Readers of my blog will know that in general, I am not fond of mixing asset classes for the purpose of investments. Even in the 3 portfolio strategy that I have, the investments in Debt, MF and stocks are demarcated and carried out separately. I believe strongly in deciding on an asset allocation and sticking to it through different market cycles.
However, after I gave up my regular corporate career by end 2014, I was dependent on some regular passive income to fund my FI state. While I was still earning a decent active income which could potentially take care of all my expenses, I did not want to depend on it. The cash inflow through my active income from Consultancy is used for any discretionary expenses, investment or for some charitable purposes. Most of my Debt investments were in PPF and FMP with a little in short term debt funds. When the FMP schemes matured, I used the capital gains as my passive income and reinvested the principal for 3 years to take advantage of indexation.
With the reduced interest rate cycle being active, investment in pure debt FMP did not seem like a good idea from 2015. The likely returns reduced a lot and I started looking at options for investment. The obvious choice would have been Balanced Funds but that would have skewed my asset allocation as equity oriented Balanced funds invest nearly 65 % of their assets in stocks. This led me to look a little deeper into the hybrid category of funds. While there can be variations to the theme, most of these fund types have 3 types of investments in their portfolios – Debt, equity and arbitraged equity.

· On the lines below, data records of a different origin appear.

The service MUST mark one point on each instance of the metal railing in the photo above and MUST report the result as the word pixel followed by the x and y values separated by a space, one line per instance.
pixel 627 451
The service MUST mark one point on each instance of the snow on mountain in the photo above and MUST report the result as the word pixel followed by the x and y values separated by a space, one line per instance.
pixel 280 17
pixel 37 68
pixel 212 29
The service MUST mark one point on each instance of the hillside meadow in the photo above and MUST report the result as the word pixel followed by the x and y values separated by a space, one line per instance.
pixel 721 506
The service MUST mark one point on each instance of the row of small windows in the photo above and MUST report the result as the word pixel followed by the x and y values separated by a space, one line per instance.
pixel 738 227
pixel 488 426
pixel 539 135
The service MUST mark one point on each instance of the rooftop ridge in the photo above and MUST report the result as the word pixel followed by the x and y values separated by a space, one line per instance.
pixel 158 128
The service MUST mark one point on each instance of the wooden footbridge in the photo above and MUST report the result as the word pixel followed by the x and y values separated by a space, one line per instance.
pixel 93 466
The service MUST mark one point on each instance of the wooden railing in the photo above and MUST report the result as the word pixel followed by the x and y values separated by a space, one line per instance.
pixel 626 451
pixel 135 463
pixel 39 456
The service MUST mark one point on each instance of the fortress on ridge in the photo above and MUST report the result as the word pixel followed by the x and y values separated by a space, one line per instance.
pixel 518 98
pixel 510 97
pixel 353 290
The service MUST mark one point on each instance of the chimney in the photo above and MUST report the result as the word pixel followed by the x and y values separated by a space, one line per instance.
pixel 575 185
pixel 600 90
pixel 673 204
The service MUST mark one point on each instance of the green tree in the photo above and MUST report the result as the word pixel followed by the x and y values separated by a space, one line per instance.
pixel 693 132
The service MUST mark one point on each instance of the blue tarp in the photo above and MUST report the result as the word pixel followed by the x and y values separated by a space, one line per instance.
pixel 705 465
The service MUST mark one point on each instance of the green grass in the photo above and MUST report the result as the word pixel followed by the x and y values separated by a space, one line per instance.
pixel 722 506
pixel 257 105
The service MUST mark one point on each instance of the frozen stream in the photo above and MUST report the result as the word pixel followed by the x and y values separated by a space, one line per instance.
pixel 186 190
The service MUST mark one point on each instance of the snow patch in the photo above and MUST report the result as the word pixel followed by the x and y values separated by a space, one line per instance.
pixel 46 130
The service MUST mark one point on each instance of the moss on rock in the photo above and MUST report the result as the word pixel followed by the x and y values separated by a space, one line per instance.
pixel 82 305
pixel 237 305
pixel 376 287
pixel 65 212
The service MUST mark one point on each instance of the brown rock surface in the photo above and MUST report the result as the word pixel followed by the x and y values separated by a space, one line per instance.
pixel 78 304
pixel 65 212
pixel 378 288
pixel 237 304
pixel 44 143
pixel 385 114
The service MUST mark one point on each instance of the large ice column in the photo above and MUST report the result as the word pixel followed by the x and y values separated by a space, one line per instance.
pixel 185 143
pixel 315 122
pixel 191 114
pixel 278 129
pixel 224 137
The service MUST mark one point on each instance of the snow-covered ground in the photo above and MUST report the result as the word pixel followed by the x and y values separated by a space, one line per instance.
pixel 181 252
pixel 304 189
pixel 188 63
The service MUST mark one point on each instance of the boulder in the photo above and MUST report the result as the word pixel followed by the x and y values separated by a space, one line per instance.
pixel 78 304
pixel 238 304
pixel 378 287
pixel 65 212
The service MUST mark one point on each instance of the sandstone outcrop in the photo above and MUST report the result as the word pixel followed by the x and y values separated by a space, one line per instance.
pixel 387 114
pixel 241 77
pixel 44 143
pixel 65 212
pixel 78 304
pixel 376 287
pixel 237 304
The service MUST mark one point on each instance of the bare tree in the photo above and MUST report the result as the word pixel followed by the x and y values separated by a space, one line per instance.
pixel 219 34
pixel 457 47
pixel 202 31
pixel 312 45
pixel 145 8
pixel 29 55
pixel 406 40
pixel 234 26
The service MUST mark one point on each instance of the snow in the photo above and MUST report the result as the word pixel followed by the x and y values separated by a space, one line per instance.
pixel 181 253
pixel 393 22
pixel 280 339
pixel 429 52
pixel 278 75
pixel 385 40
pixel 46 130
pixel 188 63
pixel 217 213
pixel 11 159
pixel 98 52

The different types of funds will have these 3 investments in different proportions. Some of the common types with their investment weights are as follows:-
- Dual Advantage FMP which invest in some equity apart from the regular Government papers. The amount of equity will normally be 10-15 %
- Monthly Income Plans which are similar to Dual Advantage FMP except that they are actively managed and declare dividends more frequently.
- Equity Savings Fund which invest equally in Debt, Equity and Arbitraged equity.

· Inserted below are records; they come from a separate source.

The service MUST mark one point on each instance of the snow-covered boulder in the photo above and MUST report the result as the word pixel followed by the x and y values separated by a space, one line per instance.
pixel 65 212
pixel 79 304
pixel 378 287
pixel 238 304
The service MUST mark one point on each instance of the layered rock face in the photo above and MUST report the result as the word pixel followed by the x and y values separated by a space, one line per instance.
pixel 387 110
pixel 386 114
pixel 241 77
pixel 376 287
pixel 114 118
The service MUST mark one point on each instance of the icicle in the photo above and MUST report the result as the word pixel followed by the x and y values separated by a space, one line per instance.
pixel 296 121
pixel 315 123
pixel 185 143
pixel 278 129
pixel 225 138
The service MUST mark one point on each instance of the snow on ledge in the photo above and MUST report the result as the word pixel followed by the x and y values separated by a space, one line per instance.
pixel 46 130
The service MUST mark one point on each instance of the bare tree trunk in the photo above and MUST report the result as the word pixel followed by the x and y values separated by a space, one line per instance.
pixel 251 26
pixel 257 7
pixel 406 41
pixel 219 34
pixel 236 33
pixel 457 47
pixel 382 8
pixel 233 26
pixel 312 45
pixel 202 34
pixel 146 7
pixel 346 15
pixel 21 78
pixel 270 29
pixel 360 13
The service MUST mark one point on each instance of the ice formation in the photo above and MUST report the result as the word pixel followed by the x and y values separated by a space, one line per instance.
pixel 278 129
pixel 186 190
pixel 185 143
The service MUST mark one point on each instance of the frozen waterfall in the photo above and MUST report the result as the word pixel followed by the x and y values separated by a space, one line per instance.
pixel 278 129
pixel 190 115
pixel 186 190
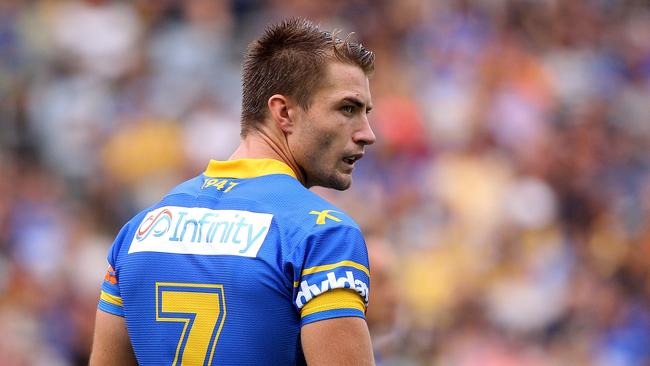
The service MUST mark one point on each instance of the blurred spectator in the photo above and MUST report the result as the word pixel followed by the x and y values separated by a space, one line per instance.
pixel 507 198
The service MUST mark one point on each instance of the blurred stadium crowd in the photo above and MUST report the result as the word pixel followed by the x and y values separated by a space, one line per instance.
pixel 506 203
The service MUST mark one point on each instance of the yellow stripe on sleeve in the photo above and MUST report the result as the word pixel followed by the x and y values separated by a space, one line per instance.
pixel 328 267
pixel 340 298
pixel 111 299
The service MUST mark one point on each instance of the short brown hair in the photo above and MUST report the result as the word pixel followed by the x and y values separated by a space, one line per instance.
pixel 290 59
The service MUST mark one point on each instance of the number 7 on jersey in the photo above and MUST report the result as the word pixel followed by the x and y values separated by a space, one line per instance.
pixel 202 310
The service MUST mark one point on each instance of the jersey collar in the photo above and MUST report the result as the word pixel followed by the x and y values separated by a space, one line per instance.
pixel 247 168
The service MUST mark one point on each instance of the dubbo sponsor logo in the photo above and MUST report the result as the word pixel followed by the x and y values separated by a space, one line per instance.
pixel 308 291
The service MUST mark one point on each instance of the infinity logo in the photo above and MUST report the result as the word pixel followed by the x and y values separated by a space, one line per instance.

- Debt oriented Balanced funds which have about 30 % Equity and the rest in Debt.
- Equity oriented Balanced funds which have about 65 % in Equity, rest in Debt.
In the initial years of 2015 and 2016 I did not have too many FMP maturing as I had rolled over most of these for 3 years due to taxation reasons. Most of the redeemed amounts were put in Balanced Funds and Equity Savings Funds. The advantage of these funds is that you can redeem them after a year without having to pay capital gains taxes. In 2017 I had a lot of FMP maturing – I used the principal amounts to make some investments in MIP and the rest in Dual Advantage plans of FMP. Except for using the money from FMP capital gains, I have not used money from any of the other funds listed here, neither have I touched the interest from PPF or POMIS.
What about returns ? Normally they will be within a range and typical values will be :-
- 12 % – 15 % and more for Balanced Funds.
- 10 % – 12 % for MIP
- 11 % – 13 % for Equity Savings Funds
- 9 % – 11 % for Dual Advantage FMP
- All of the above are of course market dependent and can go lower if market performs poorly.
After this year, most of my investments will cross 3 years and I can then redeem these in a tax efficient manner. The objective of getting some differential return through hybrid funds is being realised now – my audit of investments for last year established that.